Winter Chatter
By Dana Christianson
Originally appearing in Slackwater, Volume 5
When we talk about preservation, we rarely stop to consider how different types of preservation might conflict. A moratorium on goose hunting in Maryland was designed to stop the decline in the wild goose population, but farmers paid the price as the rebounding birds feasted on their crops. In a system where the profit margin is already so thin, few farmers can afford to feed the wildlife. Dana Christianson considers this problem as it plays out in the rural community of Park Hall. Her appreciation of the geese’s remarkable performance in the sky is tempered by her conversations with a farmer concerned about his emerging wheat crop.
Drive through Park Hall in December and you are bound to spot more geese than locals. That may not be saying much, since there are only a couple handfuls of houses, an elementary school, and a rundown bar planted along the two and a half mile stretch of Route 5. But in December, the human-to-goose ratio is so unbalanced you’d think the folks down there are growing them.
There are days when entire fields are covered in blackish-brown bodies, necks bent over, beaks attached to the ground. A night under the moon, Farmer Stone’s winter wheat acts like a florescent billboard in the dead of night, attracting every goose within a fifty-mile radius, no matter what their altitude.
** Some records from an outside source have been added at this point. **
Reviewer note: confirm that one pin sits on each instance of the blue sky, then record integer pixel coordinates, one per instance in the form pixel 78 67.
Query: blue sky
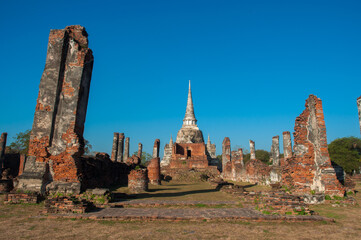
pixel 252 65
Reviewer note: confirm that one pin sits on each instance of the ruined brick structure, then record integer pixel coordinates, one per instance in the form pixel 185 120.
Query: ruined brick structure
pixel 359 110
pixel 156 147
pixel 167 153
pixel 310 169
pixel 2 149
pixel 189 151
pixel 275 151
pixel 56 140
pixel 254 171
pixel 55 161
pixel 252 150
pixel 118 146
pixel 154 171
pixel 140 150
pixel 138 180
pixel 226 152
pixel 126 149
pixel 115 147
pixel 287 145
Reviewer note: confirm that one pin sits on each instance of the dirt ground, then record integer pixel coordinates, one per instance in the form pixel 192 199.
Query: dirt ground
pixel 24 222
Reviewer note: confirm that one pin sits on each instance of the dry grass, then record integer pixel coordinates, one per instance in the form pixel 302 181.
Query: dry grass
pixel 23 222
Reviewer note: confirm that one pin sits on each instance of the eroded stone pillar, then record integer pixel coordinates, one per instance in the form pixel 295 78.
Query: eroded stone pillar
pixel 120 147
pixel 287 145
pixel 56 139
pixel 359 110
pixel 275 151
pixel 126 149
pixel 156 147
pixel 154 171
pixel 115 147
pixel 241 161
pixel 310 169
pixel 140 148
pixel 2 149
pixel 252 150
pixel 226 152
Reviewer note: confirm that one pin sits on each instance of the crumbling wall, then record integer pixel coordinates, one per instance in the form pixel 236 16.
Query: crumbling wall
pixel 310 169
pixel 56 140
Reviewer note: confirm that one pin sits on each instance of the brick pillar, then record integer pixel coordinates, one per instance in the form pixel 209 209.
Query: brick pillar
pixel 287 145
pixel 140 147
pixel 154 171
pixel 120 147
pixel 22 164
pixel 126 149
pixel 226 152
pixel 252 150
pixel 2 149
pixel 359 110
pixel 240 150
pixel 156 148
pixel 275 151
pixel 115 147
pixel 60 112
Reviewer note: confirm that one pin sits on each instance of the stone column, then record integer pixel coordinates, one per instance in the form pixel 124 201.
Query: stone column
pixel 252 150
pixel 140 147
pixel 120 147
pixel 226 152
pixel 126 149
pixel 56 139
pixel 156 148
pixel 287 145
pixel 115 147
pixel 359 110
pixel 2 149
pixel 275 151
pixel 240 150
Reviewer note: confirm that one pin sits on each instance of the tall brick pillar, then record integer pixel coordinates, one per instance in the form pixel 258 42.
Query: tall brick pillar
pixel 115 147
pixel 140 149
pixel 287 145
pixel 359 110
pixel 275 151
pixel 241 161
pixel 226 152
pixel 310 169
pixel 126 149
pixel 252 150
pixel 120 147
pixel 156 148
pixel 56 140
pixel 2 149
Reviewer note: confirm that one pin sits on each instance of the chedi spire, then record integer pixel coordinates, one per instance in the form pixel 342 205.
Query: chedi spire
pixel 189 118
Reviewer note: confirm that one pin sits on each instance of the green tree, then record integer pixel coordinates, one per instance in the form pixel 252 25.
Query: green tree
pixel 346 152
pixel 21 142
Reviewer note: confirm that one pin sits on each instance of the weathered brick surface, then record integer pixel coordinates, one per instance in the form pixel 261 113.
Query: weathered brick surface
pixel 154 171
pixel 226 152
pixel 115 147
pixel 57 135
pixel 310 169
pixel 275 151
pixel 2 149
pixel 138 180
pixel 156 148
pixel 359 110
pixel 287 145
pixel 252 150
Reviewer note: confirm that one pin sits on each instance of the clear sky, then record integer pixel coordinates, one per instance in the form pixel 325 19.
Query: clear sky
pixel 252 65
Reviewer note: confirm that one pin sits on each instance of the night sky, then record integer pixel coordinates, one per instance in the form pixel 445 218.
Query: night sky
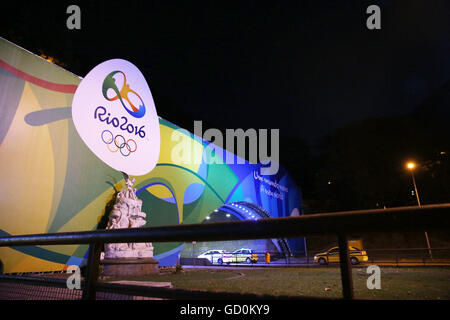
pixel 305 68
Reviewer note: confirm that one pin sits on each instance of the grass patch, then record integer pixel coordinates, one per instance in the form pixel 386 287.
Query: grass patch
pixel 396 283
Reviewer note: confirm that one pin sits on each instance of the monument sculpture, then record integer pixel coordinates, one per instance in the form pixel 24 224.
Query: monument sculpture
pixel 128 258
pixel 127 213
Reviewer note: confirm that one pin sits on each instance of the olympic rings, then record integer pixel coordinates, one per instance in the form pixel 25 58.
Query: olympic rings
pixel 119 142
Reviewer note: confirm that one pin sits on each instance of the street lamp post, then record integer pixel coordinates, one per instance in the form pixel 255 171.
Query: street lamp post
pixel 411 166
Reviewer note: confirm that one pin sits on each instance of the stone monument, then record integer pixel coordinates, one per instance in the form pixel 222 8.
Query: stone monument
pixel 128 259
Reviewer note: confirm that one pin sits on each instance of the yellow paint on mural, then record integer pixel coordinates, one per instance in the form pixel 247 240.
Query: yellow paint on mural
pixel 27 171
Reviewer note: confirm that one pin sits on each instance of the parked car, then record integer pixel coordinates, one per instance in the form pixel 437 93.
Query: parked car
pixel 217 256
pixel 245 255
pixel 332 255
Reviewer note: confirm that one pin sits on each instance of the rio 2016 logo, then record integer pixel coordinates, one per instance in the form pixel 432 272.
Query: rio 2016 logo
pixel 122 94
pixel 114 113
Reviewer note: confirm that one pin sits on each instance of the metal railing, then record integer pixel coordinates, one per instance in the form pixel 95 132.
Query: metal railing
pixel 341 224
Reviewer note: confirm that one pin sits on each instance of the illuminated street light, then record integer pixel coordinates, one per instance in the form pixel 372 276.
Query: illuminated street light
pixel 411 166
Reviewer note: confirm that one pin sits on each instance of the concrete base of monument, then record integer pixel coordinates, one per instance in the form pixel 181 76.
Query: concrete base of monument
pixel 132 267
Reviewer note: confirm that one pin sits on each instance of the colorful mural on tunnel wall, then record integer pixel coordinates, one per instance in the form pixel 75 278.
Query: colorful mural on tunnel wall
pixel 51 182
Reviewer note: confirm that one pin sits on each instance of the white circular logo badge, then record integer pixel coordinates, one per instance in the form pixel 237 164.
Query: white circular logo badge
pixel 114 113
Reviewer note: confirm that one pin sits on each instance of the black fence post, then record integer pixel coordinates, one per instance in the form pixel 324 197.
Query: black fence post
pixel 92 269
pixel 346 270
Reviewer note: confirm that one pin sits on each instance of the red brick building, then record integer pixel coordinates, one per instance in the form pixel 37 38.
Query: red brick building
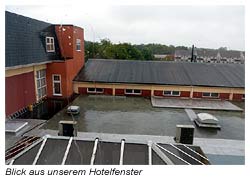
pixel 41 60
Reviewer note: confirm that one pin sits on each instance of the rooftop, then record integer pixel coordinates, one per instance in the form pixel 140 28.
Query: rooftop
pixel 112 119
pixel 157 72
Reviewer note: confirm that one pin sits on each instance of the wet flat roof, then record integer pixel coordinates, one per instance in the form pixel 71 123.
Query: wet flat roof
pixel 132 115
pixel 59 150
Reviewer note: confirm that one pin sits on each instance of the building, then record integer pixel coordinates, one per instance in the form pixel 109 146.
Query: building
pixel 161 78
pixel 167 57
pixel 41 61
pixel 211 56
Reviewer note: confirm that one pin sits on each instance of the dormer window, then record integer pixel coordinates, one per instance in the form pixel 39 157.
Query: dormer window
pixel 78 44
pixel 50 45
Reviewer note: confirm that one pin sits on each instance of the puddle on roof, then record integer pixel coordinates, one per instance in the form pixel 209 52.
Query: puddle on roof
pixel 135 115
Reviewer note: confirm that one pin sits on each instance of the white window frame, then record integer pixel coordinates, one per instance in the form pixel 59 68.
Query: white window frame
pixel 95 90
pixel 171 93
pixel 51 42
pixel 78 44
pixel 57 81
pixel 133 91
pixel 39 79
pixel 210 95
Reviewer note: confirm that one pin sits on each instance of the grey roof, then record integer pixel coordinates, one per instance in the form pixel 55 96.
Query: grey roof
pixel 25 40
pixel 165 73
pixel 207 52
pixel 182 52
pixel 61 150
pixel 230 54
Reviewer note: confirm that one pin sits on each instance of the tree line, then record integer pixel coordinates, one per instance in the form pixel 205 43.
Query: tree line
pixel 105 49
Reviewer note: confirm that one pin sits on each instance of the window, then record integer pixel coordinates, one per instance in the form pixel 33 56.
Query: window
pixel 57 91
pixel 41 83
pixel 133 91
pixel 212 95
pixel 50 46
pixel 95 90
pixel 78 44
pixel 171 93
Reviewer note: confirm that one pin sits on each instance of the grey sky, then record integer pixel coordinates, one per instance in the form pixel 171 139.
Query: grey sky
pixel 204 26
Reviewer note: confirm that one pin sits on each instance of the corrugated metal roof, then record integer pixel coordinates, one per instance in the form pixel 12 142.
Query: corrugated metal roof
pixel 25 40
pixel 165 73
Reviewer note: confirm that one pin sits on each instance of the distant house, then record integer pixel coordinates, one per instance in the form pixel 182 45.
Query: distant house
pixel 231 56
pixel 161 78
pixel 168 57
pixel 211 56
pixel 41 60
pixel 182 55
pixel 207 55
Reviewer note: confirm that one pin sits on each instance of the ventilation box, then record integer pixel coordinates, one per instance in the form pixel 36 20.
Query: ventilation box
pixel 67 128
pixel 184 134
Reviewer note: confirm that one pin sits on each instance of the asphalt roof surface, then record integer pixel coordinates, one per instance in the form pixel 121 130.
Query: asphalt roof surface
pixel 165 73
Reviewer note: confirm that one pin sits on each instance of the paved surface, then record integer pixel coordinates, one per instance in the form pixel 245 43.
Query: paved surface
pixel 194 104
pixel 191 114
pixel 209 146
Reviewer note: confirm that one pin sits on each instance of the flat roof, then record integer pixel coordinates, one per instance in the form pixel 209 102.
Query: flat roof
pixel 162 73
pixel 53 150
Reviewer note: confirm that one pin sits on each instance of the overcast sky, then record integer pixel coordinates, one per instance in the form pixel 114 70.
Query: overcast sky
pixel 203 26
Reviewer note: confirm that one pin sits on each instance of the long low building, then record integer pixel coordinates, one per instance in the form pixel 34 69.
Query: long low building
pixel 155 78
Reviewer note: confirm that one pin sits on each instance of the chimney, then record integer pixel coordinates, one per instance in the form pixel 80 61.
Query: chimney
pixel 193 57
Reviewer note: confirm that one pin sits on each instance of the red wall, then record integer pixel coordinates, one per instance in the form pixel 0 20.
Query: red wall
pixel 146 93
pixel 158 93
pixel 197 94
pixel 19 92
pixel 119 92
pixel 224 96
pixel 82 90
pixel 107 91
pixel 182 94
pixel 69 68
pixel 185 94
pixel 237 97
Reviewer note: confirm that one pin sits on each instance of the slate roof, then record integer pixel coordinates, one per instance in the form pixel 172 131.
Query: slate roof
pixel 231 54
pixel 165 73
pixel 182 52
pixel 25 40
pixel 206 52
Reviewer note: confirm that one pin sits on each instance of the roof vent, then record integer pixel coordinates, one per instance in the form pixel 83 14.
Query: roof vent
pixel 67 128
pixel 207 120
pixel 184 134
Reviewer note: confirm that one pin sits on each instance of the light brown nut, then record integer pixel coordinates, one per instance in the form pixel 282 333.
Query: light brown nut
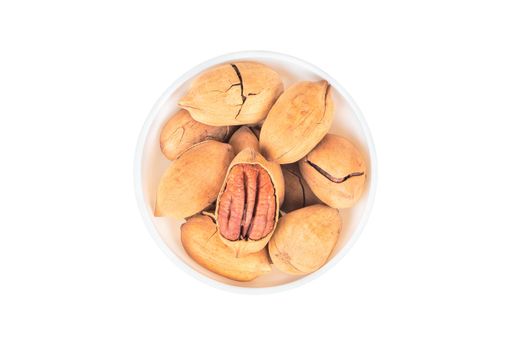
pixel 248 205
pixel 298 120
pixel 297 193
pixel 335 170
pixel 256 130
pixel 243 138
pixel 233 94
pixel 193 180
pixel 182 132
pixel 304 239
pixel 199 238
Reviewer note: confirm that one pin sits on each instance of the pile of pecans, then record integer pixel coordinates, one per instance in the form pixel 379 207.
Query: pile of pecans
pixel 255 172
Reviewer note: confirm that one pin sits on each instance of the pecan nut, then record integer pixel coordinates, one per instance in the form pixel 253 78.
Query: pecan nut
pixel 183 189
pixel 304 239
pixel 335 170
pixel 248 205
pixel 182 132
pixel 198 236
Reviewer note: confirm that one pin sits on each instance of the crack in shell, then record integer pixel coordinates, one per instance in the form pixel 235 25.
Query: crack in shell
pixel 332 178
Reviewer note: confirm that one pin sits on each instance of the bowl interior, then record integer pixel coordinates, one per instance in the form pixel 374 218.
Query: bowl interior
pixel 152 163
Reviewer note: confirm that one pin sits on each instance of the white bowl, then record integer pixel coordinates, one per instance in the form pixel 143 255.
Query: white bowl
pixel 150 165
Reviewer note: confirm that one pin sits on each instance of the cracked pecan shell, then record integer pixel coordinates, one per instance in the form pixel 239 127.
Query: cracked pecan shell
pixel 193 180
pixel 249 201
pixel 199 238
pixel 335 170
pixel 297 193
pixel 243 138
pixel 304 239
pixel 182 132
pixel 233 94
pixel 298 120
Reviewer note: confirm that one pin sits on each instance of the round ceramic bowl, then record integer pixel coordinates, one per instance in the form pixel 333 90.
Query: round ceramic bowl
pixel 150 165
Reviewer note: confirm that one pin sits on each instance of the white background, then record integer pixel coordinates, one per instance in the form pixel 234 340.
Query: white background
pixel 436 266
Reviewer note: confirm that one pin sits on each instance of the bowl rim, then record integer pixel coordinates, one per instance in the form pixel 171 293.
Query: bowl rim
pixel 241 55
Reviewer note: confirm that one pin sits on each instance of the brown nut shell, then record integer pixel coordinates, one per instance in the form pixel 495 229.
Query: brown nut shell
pixel 304 239
pixel 297 193
pixel 243 138
pixel 248 205
pixel 199 238
pixel 298 120
pixel 233 94
pixel 335 170
pixel 182 132
pixel 193 180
The state placed a moratorium on goose hunting ten years ago when only 16,800 birds were counted passing through Maryland on their way south. The moratorium has been lifted, as the Canadian-goose population mushroomed to 102,800 birds. This reproductive success doesn’t excite Mr. Stone. He complains about the destructive nature of the “honkers.” And his farm is too close to the highway and too close to the neighbors to use his gun.
Stone’s farm encompasses about 60 acres of land given to soybeans from May through September and winter wheat from October to June. But this December, he can’t grow much of anything with all the chatter. Stone says the geese honk all night long, “going through a field of winter wheat like a heard of buffalo grazing.” He and his wife can’t sleep at night because “the nuisances just keep coming.” The Stones are frustrated that the geese pick their farm instead of the one next to theirs, as if geese recognize property boundaries.
Just the other day I danced the waltz with a goose flying over head. He did the singing. I did the dancing. I wonder what it is they honk about. Are they telling each other which direction to fly, where to fill in the V, when to take the lead? I know they are saying something. I just never imagined that one would be humming a tune.
I was walking along when he flew overhead. I heard a honk, then a pause, then another honk, then a pause, and before long, my feet were counting one-two-three, one-two-three. That’s right, I caught a goose keeping time; it was the perfect rhythm for a waltz. Sure enough, my hand and hip could predict his next honk every first count. He kept it up at least as long as my ear could hear. Nature plays a waltz if you just listen.
This year, more than any other, I have heard the winter chatter. I imagine the honkers keep coming until at least late February. Just last Thursday, at around six p.m., they called me out. Louder than a plane from the nearby naval base, hundreds of birds filled a darkened winter sky.
It was just after dusk, those few sacred moments when they sun had set but the sky remains lit with leftover light. Layers upon layers of goose-made Vs filled the heavens from one horizon to the other. The mass moved like a giant storm, shaking my entire being. They flew so high it was as if the night’s starry sky had been inverted: black dots peppered a lightened sky.
Their chatter echoed against trees, water, rocks. All I could do was listen, neck bent skyward in total awe, hoping that even Mr. Stone was thinking this moment was marvelous. The geese kept coming for twenty, then thirty minutes. Like ships lined up for battle, they seemed ready to overtake anything. When the night finally fell and I could no longer see vessels, I could still hear their triumphant cry: layers of sound echoing in the heavens.
Canadian geese are becoming year-round St. Mary’s residents. As strange as this may sound, these wild birds are having a negative effect on the environment. Even though I appreciate the geese, I recognize the problem. The geese have destroyed the farmer’s crop of winter wheat. Without the crop, the nitrogen in the soil will not be replaced and the soil cycle will be disturbed. Thus, the land will not be as nutrient-rich, and Mr. Stone will have to use fertilizers for what could have been accomplished naturally. It may mean a financial stress on the local farms, like the sixty acres belonging to the Stones. It also means another invasive species in the area. Without a natural predator to keep the population down, the geese may start to seriously damage the livelihood of other farmers.
In order for me to better understand all the facets of our eco-system, I have to consider other perspectives, not just the one that seems “right” or appealing to me. Even though I find them wonderful to watch, I know these creatures are pillaging the land of helpless farmers. The geese fly by in ignorance of the problems they cause for local farmers, chatting away carelessly in the winter sky.